= Mari Isoaho =

Finnish historian (born 1967)

Mari Helena Isoaho (born 18 August 1967) is a Finnish historian, archaeologist and medievalist. She is docent at the University of Helsinki, and specialises in Old East Slavic literature, including the mental imagery, eschatological narratives and textual criticism of the Primary Chronicle (PVL).

== Biography ==
Isoaho received her PhD in General History from the University of Oulu. Her doctoral dissertation The Warrior and Saint. The Image of Aleksandr Nevskiy in Medieval Russia was published by Brill in 2006. Simon Franklin praised it, writing that 'scholars will be grateful to Isoaho for perusing such a range of sources, and for producing a coherent overview of the cultural representations of Aleksandr.' F. B. Schenk remarked the monograph would have benefited from including other recent studies, but lauded Isoaho's profound knowledge on the subject matter and her important research contribution in the field.

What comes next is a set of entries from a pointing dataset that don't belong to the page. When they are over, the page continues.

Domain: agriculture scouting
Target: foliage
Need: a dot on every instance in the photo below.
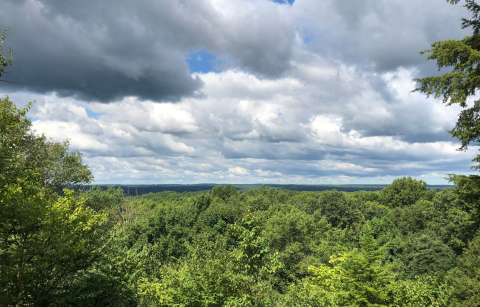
(456, 86)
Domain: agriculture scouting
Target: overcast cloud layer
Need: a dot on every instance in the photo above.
(183, 91)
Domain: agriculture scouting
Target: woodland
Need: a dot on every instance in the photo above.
(404, 245)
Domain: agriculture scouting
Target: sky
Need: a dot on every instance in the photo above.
(238, 91)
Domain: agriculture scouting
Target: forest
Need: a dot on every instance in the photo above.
(62, 244)
(405, 245)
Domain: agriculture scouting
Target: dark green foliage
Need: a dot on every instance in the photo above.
(403, 192)
(462, 81)
(465, 278)
(402, 246)
(427, 255)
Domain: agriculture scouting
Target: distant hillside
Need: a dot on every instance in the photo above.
(180, 188)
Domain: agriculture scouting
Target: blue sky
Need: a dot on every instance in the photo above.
(201, 62)
(239, 91)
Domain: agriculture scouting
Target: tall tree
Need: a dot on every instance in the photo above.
(456, 86)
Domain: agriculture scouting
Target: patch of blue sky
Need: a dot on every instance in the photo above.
(290, 2)
(307, 37)
(201, 62)
(92, 114)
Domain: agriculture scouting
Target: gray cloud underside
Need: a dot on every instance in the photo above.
(106, 50)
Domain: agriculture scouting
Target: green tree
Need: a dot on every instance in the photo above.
(45, 239)
(465, 278)
(403, 192)
(456, 86)
(357, 278)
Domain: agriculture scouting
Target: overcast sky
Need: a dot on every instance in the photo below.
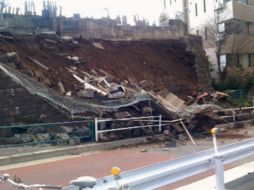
(148, 9)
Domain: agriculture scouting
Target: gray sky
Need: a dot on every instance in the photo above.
(148, 9)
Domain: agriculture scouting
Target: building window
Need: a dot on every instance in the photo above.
(221, 27)
(196, 9)
(243, 2)
(204, 6)
(244, 61)
(223, 62)
(206, 35)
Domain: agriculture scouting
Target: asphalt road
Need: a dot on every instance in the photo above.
(60, 172)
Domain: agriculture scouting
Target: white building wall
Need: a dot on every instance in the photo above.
(175, 9)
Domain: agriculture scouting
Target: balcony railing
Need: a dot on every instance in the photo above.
(235, 10)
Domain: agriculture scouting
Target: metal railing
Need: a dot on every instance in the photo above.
(236, 113)
(168, 172)
(60, 133)
(147, 122)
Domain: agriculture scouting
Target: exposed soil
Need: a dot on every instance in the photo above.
(165, 65)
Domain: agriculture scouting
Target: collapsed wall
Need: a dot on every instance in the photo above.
(18, 106)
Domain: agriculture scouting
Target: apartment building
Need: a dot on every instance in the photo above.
(226, 26)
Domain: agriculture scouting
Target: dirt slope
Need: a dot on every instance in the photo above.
(165, 65)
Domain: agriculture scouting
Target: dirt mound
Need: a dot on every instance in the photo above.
(162, 66)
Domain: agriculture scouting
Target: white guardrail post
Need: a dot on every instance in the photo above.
(96, 129)
(160, 123)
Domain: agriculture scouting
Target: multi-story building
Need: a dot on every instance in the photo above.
(226, 26)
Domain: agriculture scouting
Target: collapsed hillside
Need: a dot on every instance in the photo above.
(161, 66)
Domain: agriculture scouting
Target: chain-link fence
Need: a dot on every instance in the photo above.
(73, 106)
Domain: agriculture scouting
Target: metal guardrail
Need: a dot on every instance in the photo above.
(152, 122)
(165, 173)
(236, 112)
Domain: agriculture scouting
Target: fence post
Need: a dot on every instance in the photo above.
(219, 172)
(218, 163)
(233, 112)
(96, 129)
(160, 123)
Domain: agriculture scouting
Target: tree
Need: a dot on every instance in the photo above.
(163, 18)
(225, 38)
(3, 5)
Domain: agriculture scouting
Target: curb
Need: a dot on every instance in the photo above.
(39, 155)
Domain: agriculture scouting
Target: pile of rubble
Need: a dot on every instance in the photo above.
(59, 135)
(105, 79)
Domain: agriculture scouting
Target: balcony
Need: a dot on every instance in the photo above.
(235, 10)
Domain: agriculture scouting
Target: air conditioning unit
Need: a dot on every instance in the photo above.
(219, 6)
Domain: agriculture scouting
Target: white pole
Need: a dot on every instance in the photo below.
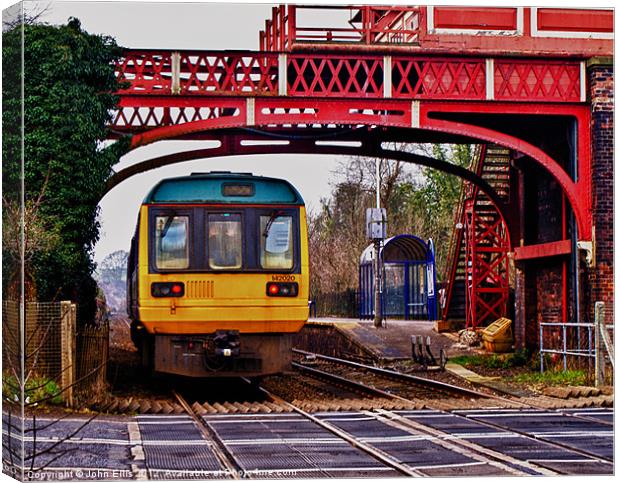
(378, 180)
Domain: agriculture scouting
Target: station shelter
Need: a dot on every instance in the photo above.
(409, 279)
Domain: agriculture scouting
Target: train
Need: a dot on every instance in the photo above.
(217, 276)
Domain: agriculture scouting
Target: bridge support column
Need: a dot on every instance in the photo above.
(601, 277)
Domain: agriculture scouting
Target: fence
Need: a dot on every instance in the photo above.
(336, 304)
(52, 351)
(580, 345)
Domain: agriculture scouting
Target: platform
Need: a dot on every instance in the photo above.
(337, 337)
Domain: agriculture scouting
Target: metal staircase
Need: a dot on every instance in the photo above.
(477, 273)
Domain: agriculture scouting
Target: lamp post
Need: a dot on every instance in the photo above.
(376, 224)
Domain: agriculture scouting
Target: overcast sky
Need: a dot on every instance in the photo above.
(182, 26)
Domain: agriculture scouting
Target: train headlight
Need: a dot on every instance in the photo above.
(282, 289)
(167, 289)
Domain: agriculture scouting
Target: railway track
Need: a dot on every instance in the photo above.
(332, 384)
(482, 455)
(439, 387)
(405, 388)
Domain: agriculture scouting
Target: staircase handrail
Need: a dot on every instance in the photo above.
(457, 233)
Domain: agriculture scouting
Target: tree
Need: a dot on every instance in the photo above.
(419, 201)
(69, 93)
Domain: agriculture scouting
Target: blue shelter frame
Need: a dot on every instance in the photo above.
(409, 279)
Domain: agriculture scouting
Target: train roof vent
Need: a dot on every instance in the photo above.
(220, 172)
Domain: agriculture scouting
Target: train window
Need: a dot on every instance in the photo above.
(171, 243)
(276, 244)
(225, 245)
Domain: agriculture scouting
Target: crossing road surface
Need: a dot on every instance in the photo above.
(287, 445)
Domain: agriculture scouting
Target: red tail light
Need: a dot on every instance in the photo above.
(167, 289)
(279, 289)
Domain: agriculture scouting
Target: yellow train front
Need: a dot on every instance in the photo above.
(218, 275)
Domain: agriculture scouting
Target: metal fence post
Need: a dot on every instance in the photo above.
(67, 350)
(599, 362)
(542, 359)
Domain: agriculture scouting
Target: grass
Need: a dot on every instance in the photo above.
(493, 361)
(37, 389)
(553, 378)
(522, 359)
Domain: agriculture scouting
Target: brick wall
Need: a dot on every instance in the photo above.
(601, 80)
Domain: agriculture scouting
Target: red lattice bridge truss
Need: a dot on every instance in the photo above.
(183, 95)
(351, 91)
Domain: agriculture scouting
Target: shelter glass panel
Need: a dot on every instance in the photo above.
(394, 300)
(417, 291)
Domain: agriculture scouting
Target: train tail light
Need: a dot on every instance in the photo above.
(282, 289)
(167, 289)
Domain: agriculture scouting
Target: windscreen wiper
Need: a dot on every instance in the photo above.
(272, 217)
(167, 225)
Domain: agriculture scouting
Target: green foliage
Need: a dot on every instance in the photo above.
(419, 201)
(555, 378)
(37, 390)
(69, 91)
(494, 361)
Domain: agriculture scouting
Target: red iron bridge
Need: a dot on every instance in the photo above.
(532, 87)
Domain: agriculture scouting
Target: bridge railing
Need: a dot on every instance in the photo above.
(365, 24)
(358, 75)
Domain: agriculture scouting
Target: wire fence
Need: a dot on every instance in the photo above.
(579, 346)
(336, 304)
(67, 362)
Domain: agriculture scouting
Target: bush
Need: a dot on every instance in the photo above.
(37, 390)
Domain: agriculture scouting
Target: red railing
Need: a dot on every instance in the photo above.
(366, 25)
(163, 72)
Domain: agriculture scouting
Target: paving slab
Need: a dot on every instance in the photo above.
(392, 341)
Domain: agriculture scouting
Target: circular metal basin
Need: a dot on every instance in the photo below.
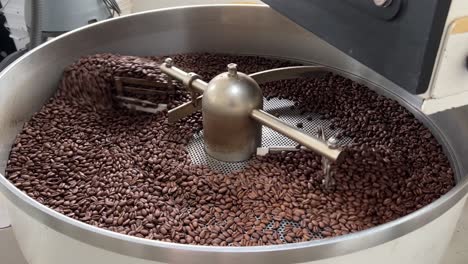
(241, 29)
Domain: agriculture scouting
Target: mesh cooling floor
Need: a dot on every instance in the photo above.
(287, 113)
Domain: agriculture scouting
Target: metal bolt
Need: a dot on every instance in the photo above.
(232, 70)
(168, 62)
(382, 3)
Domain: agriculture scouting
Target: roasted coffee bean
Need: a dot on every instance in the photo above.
(129, 172)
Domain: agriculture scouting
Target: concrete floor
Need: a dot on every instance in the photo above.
(456, 254)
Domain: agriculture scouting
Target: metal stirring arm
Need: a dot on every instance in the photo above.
(186, 109)
(312, 143)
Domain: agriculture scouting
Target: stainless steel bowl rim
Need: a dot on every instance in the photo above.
(296, 252)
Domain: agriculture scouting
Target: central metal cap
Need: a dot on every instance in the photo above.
(230, 134)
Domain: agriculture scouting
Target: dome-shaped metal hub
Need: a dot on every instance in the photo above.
(230, 134)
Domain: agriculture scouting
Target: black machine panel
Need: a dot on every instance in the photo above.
(399, 40)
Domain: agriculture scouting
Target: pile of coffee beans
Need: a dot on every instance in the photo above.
(129, 172)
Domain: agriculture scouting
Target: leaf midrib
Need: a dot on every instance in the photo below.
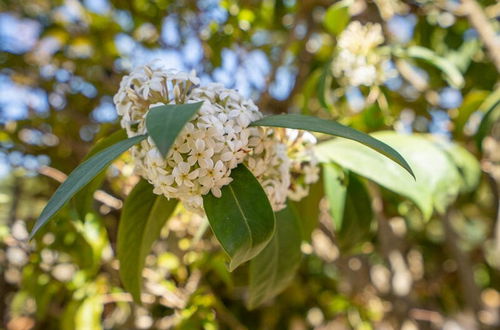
(244, 217)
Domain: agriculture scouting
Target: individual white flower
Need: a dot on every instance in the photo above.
(304, 165)
(359, 60)
(212, 143)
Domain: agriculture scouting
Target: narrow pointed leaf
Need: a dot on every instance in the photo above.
(242, 218)
(83, 199)
(333, 128)
(82, 175)
(144, 215)
(439, 179)
(272, 270)
(165, 122)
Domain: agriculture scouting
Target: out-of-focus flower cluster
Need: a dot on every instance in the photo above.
(214, 142)
(359, 60)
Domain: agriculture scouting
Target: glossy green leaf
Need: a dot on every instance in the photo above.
(357, 216)
(337, 17)
(333, 128)
(242, 218)
(144, 215)
(438, 180)
(165, 122)
(83, 199)
(82, 175)
(323, 87)
(451, 73)
(491, 109)
(335, 182)
(272, 270)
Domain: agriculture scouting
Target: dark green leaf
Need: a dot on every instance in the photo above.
(324, 82)
(467, 164)
(242, 218)
(83, 199)
(82, 175)
(335, 182)
(438, 178)
(355, 227)
(144, 215)
(333, 128)
(272, 270)
(165, 122)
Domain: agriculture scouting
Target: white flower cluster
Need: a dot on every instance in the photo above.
(304, 168)
(214, 142)
(359, 61)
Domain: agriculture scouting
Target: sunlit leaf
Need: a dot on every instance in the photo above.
(83, 199)
(337, 17)
(438, 179)
(165, 122)
(467, 164)
(242, 218)
(144, 215)
(82, 175)
(272, 270)
(333, 128)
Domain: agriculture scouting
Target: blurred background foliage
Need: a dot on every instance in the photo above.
(397, 255)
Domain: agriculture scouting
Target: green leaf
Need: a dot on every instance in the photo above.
(438, 178)
(467, 164)
(491, 109)
(242, 218)
(82, 175)
(83, 199)
(471, 103)
(272, 270)
(143, 216)
(333, 128)
(451, 72)
(355, 227)
(89, 314)
(324, 82)
(165, 122)
(335, 182)
(337, 17)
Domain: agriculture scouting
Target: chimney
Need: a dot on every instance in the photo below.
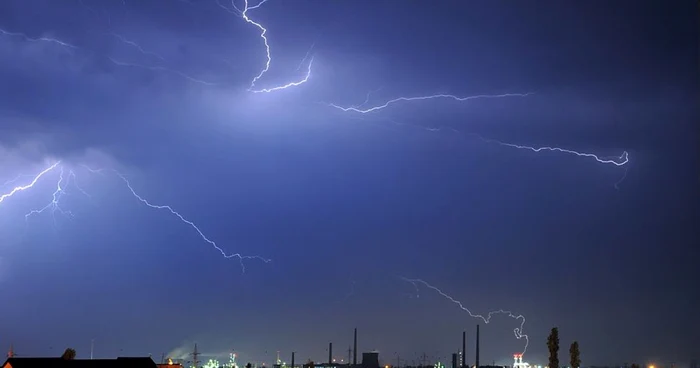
(330, 353)
(464, 348)
(354, 349)
(477, 346)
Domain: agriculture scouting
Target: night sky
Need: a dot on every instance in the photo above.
(345, 204)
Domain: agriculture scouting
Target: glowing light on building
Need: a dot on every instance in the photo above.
(518, 363)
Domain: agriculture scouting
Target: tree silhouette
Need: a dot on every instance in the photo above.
(69, 354)
(553, 346)
(574, 355)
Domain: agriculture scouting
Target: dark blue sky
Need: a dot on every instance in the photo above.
(344, 203)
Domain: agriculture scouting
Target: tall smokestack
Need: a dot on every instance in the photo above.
(330, 353)
(477, 346)
(354, 349)
(464, 348)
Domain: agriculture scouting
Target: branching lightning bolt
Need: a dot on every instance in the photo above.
(268, 56)
(38, 39)
(621, 160)
(31, 184)
(68, 177)
(518, 331)
(421, 98)
(239, 256)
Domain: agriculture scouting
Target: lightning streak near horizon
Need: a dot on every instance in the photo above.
(518, 331)
(68, 177)
(268, 56)
(422, 98)
(620, 160)
(38, 39)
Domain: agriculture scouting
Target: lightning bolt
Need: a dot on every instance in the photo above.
(621, 160)
(31, 184)
(136, 46)
(422, 98)
(68, 177)
(290, 84)
(518, 331)
(53, 205)
(175, 213)
(162, 69)
(39, 39)
(268, 56)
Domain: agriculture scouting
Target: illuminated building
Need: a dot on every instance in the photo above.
(518, 363)
(169, 364)
(79, 363)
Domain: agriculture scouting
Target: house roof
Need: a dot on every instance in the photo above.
(121, 362)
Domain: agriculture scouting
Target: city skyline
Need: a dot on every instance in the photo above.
(271, 175)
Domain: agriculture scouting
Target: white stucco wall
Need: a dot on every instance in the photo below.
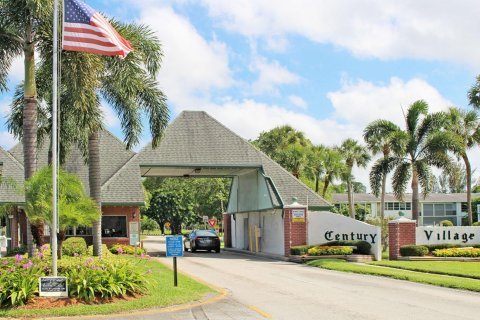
(324, 226)
(454, 235)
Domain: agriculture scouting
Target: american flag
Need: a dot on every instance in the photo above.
(86, 30)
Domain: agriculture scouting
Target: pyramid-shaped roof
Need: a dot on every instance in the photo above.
(196, 140)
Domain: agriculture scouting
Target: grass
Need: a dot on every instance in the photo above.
(428, 278)
(161, 293)
(452, 268)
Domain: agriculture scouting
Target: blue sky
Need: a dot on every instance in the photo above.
(327, 68)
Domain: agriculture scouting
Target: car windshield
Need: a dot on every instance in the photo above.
(206, 233)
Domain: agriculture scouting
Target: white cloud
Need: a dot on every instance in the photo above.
(6, 140)
(192, 66)
(433, 30)
(297, 101)
(271, 75)
(360, 102)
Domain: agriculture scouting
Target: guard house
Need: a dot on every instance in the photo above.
(261, 214)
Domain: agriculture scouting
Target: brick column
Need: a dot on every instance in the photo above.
(401, 231)
(227, 230)
(294, 227)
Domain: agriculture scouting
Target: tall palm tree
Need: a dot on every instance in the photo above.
(20, 25)
(334, 166)
(354, 154)
(465, 126)
(379, 136)
(422, 144)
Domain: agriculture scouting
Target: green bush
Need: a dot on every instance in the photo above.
(19, 279)
(126, 249)
(300, 250)
(457, 252)
(105, 251)
(413, 251)
(103, 278)
(362, 247)
(73, 246)
(446, 223)
(329, 250)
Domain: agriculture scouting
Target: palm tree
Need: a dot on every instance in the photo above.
(354, 154)
(379, 136)
(20, 26)
(465, 126)
(334, 166)
(421, 145)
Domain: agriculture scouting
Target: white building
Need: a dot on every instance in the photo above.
(433, 209)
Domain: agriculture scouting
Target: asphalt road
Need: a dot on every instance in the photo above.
(259, 288)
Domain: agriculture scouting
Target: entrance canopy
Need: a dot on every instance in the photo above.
(197, 145)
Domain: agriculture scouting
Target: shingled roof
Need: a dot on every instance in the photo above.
(196, 139)
(121, 184)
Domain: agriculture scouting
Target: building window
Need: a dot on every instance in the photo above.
(114, 226)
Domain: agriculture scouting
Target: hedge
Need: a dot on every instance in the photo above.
(300, 250)
(73, 246)
(413, 251)
(362, 247)
(329, 250)
(456, 252)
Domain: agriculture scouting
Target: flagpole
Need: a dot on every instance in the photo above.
(53, 232)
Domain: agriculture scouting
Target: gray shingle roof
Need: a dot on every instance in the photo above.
(195, 138)
(113, 159)
(12, 169)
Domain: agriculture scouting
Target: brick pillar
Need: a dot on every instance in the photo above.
(14, 228)
(227, 230)
(294, 226)
(401, 232)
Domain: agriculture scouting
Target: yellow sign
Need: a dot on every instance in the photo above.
(298, 215)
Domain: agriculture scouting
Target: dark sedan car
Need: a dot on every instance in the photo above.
(202, 240)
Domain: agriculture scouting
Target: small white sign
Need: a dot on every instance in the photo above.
(298, 215)
(53, 287)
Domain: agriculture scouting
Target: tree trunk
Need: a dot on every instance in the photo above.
(351, 208)
(415, 199)
(61, 238)
(468, 170)
(95, 188)
(326, 183)
(29, 119)
(382, 212)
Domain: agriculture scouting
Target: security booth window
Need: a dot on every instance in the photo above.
(114, 226)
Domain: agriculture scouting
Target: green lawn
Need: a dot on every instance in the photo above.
(428, 278)
(162, 293)
(453, 268)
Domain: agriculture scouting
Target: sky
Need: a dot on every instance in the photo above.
(327, 68)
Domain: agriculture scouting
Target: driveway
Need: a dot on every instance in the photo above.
(283, 290)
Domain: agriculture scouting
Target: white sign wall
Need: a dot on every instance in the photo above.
(324, 226)
(453, 235)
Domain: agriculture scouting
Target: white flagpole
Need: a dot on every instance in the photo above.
(53, 232)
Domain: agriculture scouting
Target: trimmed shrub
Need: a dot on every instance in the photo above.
(413, 251)
(457, 252)
(126, 249)
(446, 223)
(105, 251)
(300, 250)
(362, 247)
(73, 246)
(329, 250)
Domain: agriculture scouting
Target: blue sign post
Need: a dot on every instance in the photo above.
(174, 246)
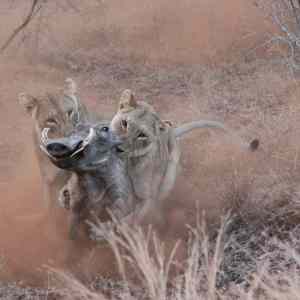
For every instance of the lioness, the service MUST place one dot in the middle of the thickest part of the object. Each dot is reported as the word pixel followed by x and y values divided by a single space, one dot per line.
pixel 151 148
pixel 99 177
pixel 59 112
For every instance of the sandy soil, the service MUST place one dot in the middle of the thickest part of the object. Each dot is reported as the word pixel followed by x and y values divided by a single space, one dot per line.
pixel 160 50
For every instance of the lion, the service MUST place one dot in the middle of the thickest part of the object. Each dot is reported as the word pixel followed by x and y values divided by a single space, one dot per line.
pixel 99 177
pixel 59 112
pixel 152 151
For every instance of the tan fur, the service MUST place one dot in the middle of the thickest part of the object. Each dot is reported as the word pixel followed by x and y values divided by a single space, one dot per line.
pixel 153 157
pixel 54 110
pixel 152 149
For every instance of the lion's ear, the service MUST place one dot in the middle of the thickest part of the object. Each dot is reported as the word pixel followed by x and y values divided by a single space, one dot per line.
pixel 168 123
pixel 70 87
pixel 165 124
pixel 28 102
pixel 127 100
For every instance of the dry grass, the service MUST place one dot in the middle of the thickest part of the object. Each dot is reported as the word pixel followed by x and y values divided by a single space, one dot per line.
pixel 240 259
pixel 253 253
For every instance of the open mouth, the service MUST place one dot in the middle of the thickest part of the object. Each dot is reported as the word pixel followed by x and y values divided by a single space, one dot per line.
pixel 62 149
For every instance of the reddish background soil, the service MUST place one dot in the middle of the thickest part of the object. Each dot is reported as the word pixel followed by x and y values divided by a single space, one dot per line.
pixel 199 32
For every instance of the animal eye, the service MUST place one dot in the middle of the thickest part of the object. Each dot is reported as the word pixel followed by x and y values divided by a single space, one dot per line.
pixel 142 136
pixel 51 122
pixel 69 113
pixel 105 129
pixel 124 124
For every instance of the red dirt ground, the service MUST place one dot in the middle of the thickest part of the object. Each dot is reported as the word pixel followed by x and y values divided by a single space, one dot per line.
pixel 206 31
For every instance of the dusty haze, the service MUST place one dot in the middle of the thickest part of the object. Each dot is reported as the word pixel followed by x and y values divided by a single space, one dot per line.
pixel 171 54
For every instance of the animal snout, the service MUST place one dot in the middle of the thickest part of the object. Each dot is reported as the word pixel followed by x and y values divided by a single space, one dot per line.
pixel 58 149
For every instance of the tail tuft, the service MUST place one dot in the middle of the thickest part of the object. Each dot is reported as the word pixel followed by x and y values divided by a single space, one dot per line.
pixel 254 144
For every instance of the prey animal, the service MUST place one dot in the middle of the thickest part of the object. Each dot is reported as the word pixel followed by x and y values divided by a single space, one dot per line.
pixel 99 178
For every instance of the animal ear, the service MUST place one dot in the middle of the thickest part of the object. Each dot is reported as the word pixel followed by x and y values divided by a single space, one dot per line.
pixel 127 100
pixel 27 101
pixel 168 123
pixel 165 124
pixel 70 87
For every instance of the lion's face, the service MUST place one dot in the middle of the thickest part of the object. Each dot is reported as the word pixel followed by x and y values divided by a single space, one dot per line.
pixel 49 111
pixel 138 125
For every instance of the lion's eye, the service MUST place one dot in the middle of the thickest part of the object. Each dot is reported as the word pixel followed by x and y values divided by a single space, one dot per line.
pixel 142 136
pixel 69 113
pixel 51 122
pixel 124 124
pixel 105 129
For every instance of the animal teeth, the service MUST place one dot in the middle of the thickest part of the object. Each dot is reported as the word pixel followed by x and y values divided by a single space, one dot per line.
pixel 47 153
pixel 44 137
pixel 78 150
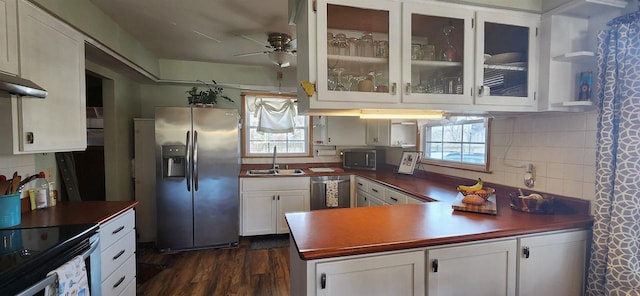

In January 2013, Isoaho hosted the international symposium "Past and Present in Medieval Chronicles", a series of lectures by many scholars, in 2015 bundled as conference proceedings under the same title. The common thread of the presentations was the way in which the literary label 'medieval chronicle' influenced descriptions of the past and visions of the future. Amongst other things, it sought to demonstrate that subjectivity and the historical context in which each chronicler is immersed during the composition of his or her work were of fundamental importance to understanding the genre.

In her 2018 review of recent developments in textual criticism of the Primary Chronicle, Isoaho called Ukrainian historian Tetyana Vilkul 'a diligent writer', saying she has published an 'impressive list' of articles on textual criticism of chronicles and other Old Rus' texts, mostly in the Palaeoslavica journal between 2003 and 2012.

== Works ==
=== Monographs ===
- Isoaho, Mari (2006). "The Image of Aleksandr Nevskiy in Medieval Russia: Warrior and Saint" (public version of PhD dissertation).

=== Edited works ===
- "Past and Present in Medieval Chronicles" (2015)

=== Journal articles (selection) ===
- Isoaho, Mari H. (2017). "Battle for Jerusalem in Kievan Rus': Igor's Campaign (1185) and the Battle of Hattin (1187)"
- Isoaho, Mari (2017). "Yksityiskohdista kokonaisuuteen – Häme Novgorodin kronikoissa"
- Isoaho, Mari (2018). "Shakhmatov's Legacy and the Chronicles of Kievan Rus'"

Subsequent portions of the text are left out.